Jumping on the bandwagon, I decided to make a cardiwrap from some Carolina Herrera heavyweight viscose sweater knit I got from Emma One Sock. I bought this fabric back in February, with some type of wrap in mind so after seeing all the great versions lately (love Christina's!) I decided it was time to cut into it. This fabric is super drapey, medium-heavyweight, with a distinct knit stitch to it, and a nice sheen to the ivory color. I made a muslin from some thin rayon jersey first, and decided it would work with the weight of this fabric. What I didn't think about was the slippery-ness of it! It is so fluid and smooth when I throw it over my shoulder it falls right off. LOL Fortunately it will hold a knot, so I can tie it in the front or tie the two corners together and put it behind my neck (forgot to take a pic of that one). But my favorites for this fabric are definitely loose as is and with a belt.
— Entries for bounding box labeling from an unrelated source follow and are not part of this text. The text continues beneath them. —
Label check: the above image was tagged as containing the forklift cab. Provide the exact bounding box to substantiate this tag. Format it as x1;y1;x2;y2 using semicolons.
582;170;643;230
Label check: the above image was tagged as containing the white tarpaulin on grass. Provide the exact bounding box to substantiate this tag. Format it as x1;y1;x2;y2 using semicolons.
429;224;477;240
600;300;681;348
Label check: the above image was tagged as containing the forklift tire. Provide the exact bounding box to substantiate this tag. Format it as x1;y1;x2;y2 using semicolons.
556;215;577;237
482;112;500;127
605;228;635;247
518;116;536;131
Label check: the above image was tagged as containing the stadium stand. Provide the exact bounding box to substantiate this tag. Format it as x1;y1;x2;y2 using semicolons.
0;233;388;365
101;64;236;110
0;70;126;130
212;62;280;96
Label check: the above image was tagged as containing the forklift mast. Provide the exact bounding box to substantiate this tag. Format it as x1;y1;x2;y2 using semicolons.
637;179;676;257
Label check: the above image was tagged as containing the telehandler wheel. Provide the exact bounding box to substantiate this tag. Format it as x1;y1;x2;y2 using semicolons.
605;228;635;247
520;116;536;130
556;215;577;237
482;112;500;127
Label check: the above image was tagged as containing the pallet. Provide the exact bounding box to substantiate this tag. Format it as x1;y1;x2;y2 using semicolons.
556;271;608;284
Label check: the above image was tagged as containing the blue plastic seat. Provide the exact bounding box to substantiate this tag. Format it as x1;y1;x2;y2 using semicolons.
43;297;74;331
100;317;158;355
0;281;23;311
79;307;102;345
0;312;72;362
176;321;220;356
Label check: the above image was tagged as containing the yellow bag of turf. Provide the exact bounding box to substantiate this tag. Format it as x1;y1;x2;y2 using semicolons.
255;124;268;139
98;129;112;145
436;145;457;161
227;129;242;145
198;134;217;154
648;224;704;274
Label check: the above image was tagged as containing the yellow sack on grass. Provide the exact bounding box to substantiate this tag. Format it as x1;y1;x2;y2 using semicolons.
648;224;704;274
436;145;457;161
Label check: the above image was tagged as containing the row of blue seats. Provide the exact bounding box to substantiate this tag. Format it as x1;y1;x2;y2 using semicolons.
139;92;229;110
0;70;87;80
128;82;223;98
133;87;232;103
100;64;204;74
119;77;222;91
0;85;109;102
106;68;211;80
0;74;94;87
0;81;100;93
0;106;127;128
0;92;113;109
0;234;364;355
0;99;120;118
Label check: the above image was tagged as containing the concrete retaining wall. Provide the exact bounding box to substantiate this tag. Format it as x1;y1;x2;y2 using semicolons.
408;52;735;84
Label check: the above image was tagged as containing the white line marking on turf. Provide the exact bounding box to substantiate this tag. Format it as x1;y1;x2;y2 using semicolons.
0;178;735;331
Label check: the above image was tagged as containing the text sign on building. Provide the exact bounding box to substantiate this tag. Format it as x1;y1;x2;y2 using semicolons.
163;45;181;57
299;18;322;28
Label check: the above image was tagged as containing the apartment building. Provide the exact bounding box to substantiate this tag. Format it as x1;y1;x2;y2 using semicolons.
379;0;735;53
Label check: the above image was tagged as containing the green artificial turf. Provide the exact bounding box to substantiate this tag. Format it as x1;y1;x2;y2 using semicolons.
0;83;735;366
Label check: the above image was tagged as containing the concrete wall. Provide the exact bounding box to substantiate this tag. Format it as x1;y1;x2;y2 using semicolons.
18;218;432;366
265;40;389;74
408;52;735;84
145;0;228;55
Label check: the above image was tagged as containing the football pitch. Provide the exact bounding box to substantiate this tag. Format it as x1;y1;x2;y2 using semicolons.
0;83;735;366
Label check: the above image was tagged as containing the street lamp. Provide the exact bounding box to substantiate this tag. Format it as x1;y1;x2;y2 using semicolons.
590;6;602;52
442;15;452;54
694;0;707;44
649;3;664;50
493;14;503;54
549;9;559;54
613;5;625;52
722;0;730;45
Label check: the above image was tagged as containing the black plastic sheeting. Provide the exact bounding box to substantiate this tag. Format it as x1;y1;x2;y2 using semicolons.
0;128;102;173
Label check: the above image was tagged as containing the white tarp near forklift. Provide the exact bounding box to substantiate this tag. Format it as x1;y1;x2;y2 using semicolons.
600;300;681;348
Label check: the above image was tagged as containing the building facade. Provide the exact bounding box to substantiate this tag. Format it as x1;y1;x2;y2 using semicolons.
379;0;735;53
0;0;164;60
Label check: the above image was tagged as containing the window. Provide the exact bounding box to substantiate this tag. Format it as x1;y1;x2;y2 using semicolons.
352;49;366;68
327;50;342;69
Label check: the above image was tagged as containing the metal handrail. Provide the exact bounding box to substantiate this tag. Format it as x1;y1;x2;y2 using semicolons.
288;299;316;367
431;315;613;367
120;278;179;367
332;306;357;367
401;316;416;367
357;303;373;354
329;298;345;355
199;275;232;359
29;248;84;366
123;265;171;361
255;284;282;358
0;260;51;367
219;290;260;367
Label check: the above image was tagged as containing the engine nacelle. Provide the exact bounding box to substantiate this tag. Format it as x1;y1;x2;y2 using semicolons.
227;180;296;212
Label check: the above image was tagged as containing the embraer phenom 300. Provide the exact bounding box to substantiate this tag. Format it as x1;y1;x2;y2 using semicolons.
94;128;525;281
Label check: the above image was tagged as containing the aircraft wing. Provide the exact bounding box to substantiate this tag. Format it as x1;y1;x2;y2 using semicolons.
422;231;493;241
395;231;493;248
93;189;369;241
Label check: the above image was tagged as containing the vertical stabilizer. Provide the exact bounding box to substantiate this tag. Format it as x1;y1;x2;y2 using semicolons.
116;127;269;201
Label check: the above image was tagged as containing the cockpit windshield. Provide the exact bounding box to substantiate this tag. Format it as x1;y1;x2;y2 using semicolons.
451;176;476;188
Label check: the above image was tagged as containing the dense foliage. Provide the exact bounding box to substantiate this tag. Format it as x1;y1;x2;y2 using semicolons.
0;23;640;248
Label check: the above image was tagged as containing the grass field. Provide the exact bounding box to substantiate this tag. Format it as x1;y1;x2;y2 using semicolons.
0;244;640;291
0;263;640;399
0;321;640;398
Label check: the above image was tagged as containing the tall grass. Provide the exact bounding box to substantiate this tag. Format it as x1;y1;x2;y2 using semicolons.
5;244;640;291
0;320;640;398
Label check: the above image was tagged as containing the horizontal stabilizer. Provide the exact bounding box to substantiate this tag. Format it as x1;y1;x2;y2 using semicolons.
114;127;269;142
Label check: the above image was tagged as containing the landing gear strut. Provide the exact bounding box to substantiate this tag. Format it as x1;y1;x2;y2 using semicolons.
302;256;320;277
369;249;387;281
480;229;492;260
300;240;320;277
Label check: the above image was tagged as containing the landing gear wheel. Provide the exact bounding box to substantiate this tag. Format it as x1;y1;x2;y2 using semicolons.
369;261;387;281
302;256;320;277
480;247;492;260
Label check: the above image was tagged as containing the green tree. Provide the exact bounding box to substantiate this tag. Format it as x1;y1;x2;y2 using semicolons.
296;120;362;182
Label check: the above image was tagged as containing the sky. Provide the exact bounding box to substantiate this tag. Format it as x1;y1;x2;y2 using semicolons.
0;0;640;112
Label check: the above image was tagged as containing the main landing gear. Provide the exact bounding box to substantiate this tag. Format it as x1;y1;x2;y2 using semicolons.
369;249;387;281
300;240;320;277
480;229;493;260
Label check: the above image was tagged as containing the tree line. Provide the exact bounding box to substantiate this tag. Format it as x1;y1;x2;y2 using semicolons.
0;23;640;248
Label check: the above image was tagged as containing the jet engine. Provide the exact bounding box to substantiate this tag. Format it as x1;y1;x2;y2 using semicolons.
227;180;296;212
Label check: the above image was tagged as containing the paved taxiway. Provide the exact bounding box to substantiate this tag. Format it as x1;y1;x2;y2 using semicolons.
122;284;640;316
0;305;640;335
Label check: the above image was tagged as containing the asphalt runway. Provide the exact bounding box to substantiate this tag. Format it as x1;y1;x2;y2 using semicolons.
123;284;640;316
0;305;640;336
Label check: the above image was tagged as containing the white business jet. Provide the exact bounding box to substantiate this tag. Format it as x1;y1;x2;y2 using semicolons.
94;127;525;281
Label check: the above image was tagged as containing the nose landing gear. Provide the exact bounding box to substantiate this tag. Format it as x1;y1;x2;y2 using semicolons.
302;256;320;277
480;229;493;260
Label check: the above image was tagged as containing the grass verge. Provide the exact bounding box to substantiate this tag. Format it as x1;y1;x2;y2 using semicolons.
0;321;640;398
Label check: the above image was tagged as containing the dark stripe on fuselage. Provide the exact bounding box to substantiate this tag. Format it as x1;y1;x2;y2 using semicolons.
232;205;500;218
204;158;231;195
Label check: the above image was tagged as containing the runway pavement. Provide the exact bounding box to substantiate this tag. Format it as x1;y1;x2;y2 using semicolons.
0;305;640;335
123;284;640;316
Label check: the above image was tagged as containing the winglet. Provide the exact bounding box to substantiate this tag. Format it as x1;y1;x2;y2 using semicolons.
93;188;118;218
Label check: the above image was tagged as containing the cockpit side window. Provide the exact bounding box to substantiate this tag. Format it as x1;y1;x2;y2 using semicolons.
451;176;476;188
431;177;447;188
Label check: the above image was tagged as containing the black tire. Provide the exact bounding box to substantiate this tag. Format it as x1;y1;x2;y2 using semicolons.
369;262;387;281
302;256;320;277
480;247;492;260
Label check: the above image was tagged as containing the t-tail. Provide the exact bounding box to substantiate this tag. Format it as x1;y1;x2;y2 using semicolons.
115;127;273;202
I think this pattern (Simplicity 2603) is great for the overall stylelines, the shape of the front pieces and the gathered neckline are fantastic. However when I was comparing the sleeve and armhole shapes to my TNT self drafted patterns for my knit wrap dresses, the Simplicity pieces were terrible. The sleeve cap was way too short and had way too much ease. I prefer a higher cap with stable knits, I think it lays better. I used a size XS here because, surprise, Simplicity had an inch or so of ease in the bust for a KNIT pattern. I usually use negative ease for knits, and I wanted it to fit snugly, so I sized down. I completely scrapped their sleeve pattern, and traced my own armhole onto the Simplicity pieces. I had to add to the back neckline seam to get all the seamlines to match up, but the shoulder seams were already pretty close to the right length so it wasn't too hard. I also made a full-length sleeve, it hangs to about the top of my thumb. It's so much easier to take pics on the dressform, but my shoulders are actually a tad wider and it looks better with the arm filled out. This is view C, the shorter length front.

I had a hard time trying to figure out how to finish the raw edges, most people have been making this from jerseys that can be left raw as they don't fray. This fabric doesn't necessarily fray, but it does get a bit fuzzy looking, especially after being tied and stretched. I experimented with a bunch of finishes, including several on my serger. All of them were giving me a lettuce edge effect which I didn't want for this. Finally I tried a shell stitch on my sewing machine, and it looked great and had the elasticity and recovery I needed. I was practicing on scraps first, and was a little worried that it would look old-fashioned on the actual garment, but I just love how it looks.

I think it adds something very special to an amazing fabric and a great style. It was easy to do as well, I used my blind hem foot to help me turn under an accurate 1/4" of fabric as I went, no pressing involved. I did all the edges before putting it together, I would definitely recommend this as it's much easier to do before you construct the neckline. The hems can be done after you serge the side seams. I also set the sleeves in flat, and stitched in the ditch at the neckline to secure the neck piece and cover the elastic.

Oh and want a tip for using a decorative stitch, or any stitch really, on a hem? Before you try to stitch over those side seams, trim off a little bit of the seam allowance, fold it under and press with your iron, then take a hammer and pound it flat. Yes a hammer. I believe they sell 'sewing hammers' made of plastic, but I use a regular old hammer and it works just fine. You want to get the bulky side seam as flat as possible to make it easier for your machine to pass over the area, and believe me a hammer does a much better job than your iron. Try it. But watch your fingers. Not that I've ever whacked mine while trying to hold the fabric in place. :-) I forget where I heard this tip, but it was probably at Fashion Incubator. Thanks Kathleen.




Finishing the edges with the shell stitch makes it look rich...expensive. Great idea!!!